First let's cover some background on variables, definition is pretty straight forward. Below you can see how to create an int variable.

int  x;

So let's get into the thick of it, what is a pointer? A pointer is a variable to a memory location! Wait, that's it? Is it possible that I am misconstruing what a pointer is? Not at all, instead the confusion comes when you begin explaining how to USE them. So let's see how to define a int pointer.

int  *x;

Yes, that is it, I've defined a pointer; the variable is interpreted as such; x is a variable that contains a memory location to an int. But wait, that cannot be it; people tell me that pointers are really difficult to use. Yes, it is a little bit harder, see you have to dereference the variable x to get the integer that is pointed to by the memory location stored in x. Ok, so now your eyes have glazed over right? You've decided to continue on to some other blog and see if someone else can explain it better but STOP and take a deep breath.

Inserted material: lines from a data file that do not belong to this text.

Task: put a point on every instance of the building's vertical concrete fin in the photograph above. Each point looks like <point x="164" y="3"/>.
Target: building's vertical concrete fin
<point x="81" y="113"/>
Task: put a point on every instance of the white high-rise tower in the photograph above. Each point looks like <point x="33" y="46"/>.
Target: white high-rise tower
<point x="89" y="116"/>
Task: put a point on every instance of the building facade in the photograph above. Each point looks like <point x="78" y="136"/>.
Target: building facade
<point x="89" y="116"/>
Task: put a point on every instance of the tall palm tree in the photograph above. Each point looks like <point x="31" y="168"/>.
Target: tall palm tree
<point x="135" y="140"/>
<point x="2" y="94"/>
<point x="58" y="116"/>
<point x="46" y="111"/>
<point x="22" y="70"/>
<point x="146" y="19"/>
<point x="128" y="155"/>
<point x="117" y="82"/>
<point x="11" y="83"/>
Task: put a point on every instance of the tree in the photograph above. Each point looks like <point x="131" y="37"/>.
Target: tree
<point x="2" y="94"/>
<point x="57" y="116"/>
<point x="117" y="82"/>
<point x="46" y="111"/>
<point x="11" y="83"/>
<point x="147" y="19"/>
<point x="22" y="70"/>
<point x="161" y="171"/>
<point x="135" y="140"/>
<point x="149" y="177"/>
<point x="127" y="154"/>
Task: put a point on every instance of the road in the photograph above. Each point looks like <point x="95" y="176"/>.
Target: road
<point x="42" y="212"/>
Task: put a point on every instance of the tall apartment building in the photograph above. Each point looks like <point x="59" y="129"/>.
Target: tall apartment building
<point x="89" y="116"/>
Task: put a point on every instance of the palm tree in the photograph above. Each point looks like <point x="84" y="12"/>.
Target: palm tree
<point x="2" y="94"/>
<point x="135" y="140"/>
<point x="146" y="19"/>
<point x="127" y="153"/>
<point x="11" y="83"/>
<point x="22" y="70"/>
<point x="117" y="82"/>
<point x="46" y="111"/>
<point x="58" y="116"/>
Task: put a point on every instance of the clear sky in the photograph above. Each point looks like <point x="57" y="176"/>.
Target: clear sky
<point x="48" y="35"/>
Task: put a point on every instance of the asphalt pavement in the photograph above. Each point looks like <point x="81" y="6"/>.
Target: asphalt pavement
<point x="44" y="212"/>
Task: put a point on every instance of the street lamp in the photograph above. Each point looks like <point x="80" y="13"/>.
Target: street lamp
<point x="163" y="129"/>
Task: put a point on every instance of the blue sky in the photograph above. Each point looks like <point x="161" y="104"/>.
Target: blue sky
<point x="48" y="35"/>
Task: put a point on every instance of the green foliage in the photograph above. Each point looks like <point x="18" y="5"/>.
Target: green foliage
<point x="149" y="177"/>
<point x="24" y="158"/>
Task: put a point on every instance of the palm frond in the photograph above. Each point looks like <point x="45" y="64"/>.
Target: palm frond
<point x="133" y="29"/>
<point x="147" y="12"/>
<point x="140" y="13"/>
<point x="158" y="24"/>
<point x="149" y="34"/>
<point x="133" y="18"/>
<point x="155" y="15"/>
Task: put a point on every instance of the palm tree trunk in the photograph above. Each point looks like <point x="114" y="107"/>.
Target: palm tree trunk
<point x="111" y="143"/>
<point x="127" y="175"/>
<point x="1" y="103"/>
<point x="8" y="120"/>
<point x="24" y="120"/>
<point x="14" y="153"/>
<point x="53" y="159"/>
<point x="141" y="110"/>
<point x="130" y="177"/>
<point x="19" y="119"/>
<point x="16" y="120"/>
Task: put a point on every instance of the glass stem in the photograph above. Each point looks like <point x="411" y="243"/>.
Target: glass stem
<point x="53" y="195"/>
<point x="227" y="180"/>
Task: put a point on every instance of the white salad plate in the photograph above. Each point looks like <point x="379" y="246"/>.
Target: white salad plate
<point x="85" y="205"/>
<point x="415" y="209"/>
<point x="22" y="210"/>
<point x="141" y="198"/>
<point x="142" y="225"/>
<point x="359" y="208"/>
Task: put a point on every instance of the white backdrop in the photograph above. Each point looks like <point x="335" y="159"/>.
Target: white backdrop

Let's look at a better example from our pointer variable x. Let's assume that we have a section of memory that is the memory representation of an int (4 bytes long).

 ---------------
| 4 bytes, woot |
 ---------------

Let's also put some byte numbers to this.

 ---------------
| 4 bytes, woot |
 ---------------
^ 0x1       0x5 ^

Ok, ok so what about our int *x? What the hell does that even mean and what is contained in there? Well, are you ready? It contains the address of our int (the 4 bytes above). So wait, x = 0x1? That's right! But now you have to "dereference" x. So bare with me; you have x which contains the memory location of our int. We need to get THE int. Therefore we need to get the data AT the memory location right? HA, that is dereferencing. So how do we do it?

*x=10;

No, it cannot be that simple... Yes, actually it is! The * tells the compiler to treat the variable as a pointer and to use the current variable as a memory location. So how do we know that it is an int? Aha! Because we defined it as an "int *" which means that inherently when we dereference x, *x must be an int. So now that we understand that the * indicates a reference and is used to dereference a pointer; what the hell is that ampersand '&' used for?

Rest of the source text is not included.